As I said, I am crazy proud of our son so I started to recently wonder why I haven’t written about this before? I have shared some pretty intimate details in this blog, including my hair loss, side effects from chemo (namely “stomach issues”) and even some of the dark, dark thoughts that plague me on a regular basis. I have been an open book and I don’t regret it at all. So why not this? Was I embarrassed?
I have asked myself this question many times and I know that the answer is NO. I love my son – no matter WHAT – and I am so deeply proud of him.

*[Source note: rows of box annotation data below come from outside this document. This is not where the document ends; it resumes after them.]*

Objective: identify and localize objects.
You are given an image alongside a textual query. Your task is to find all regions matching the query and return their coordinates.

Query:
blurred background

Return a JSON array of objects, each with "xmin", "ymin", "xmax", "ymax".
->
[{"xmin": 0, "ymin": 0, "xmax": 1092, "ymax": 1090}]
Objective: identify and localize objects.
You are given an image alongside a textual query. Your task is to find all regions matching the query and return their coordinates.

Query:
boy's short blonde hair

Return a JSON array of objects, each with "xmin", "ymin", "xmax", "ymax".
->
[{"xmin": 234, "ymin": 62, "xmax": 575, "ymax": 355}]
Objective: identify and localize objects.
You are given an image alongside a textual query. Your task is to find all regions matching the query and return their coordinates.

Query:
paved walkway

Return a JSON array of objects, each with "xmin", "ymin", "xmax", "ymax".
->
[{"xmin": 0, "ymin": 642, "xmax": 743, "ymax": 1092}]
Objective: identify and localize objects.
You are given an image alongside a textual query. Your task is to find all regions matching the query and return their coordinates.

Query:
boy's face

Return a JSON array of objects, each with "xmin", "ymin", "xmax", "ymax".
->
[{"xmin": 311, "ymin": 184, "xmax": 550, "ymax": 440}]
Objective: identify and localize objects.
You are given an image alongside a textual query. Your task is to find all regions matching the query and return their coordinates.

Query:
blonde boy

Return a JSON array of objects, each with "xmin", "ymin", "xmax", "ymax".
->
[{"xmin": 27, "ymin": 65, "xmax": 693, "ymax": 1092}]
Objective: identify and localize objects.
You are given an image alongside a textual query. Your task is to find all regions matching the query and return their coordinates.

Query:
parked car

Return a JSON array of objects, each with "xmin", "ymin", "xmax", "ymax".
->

That said, despite an increase in ADHD diagnoses in recent years and some pretty famous people having it (such as Justin Timberlake, Will Smith, Terry Bradshaw, Michael Phelps and Simone Biles), there is still (sadly) a stigma associated with this condition. I didn’t want Jake to be labeled in any way. But he can’t control his ADHD diagnosis any more than I can control my cancer diagnosis. And if someone judges Jake for having ADHD, that’s on them and not him.
I think I might also have hesitated because this really isn’t my story to tell – it’s Jake’s. But I decided that, similar to sharing my journey with cancer, perhaps opening up about our situation and ultimate decision might help others. I realize that our choice is individual to us – please know that I’m not writing to convince people to put their child on medicine. That is a very personal decision for each family and one I know is never taken lightly, no matter what side of this argument you land on.
ADHD doesn’t have to define Jake, anymore than my cancer diagnosis should define me. But while it doesn’t have to define us, it definitely is shaping who we are. I hate that he and I have something like this in common. No, I don’t have ADHD but my body has also “betrayed” me. We both have something that we will be dealing with for the rest of our lives. And I’m so proud of the way that Jake has faced this head on and persevered. Life is messy and parenting isn’t easy – whether it’s cancer, ADHD or the multitude of other challenges we each face as parents every day. The good news is that it’s worth it.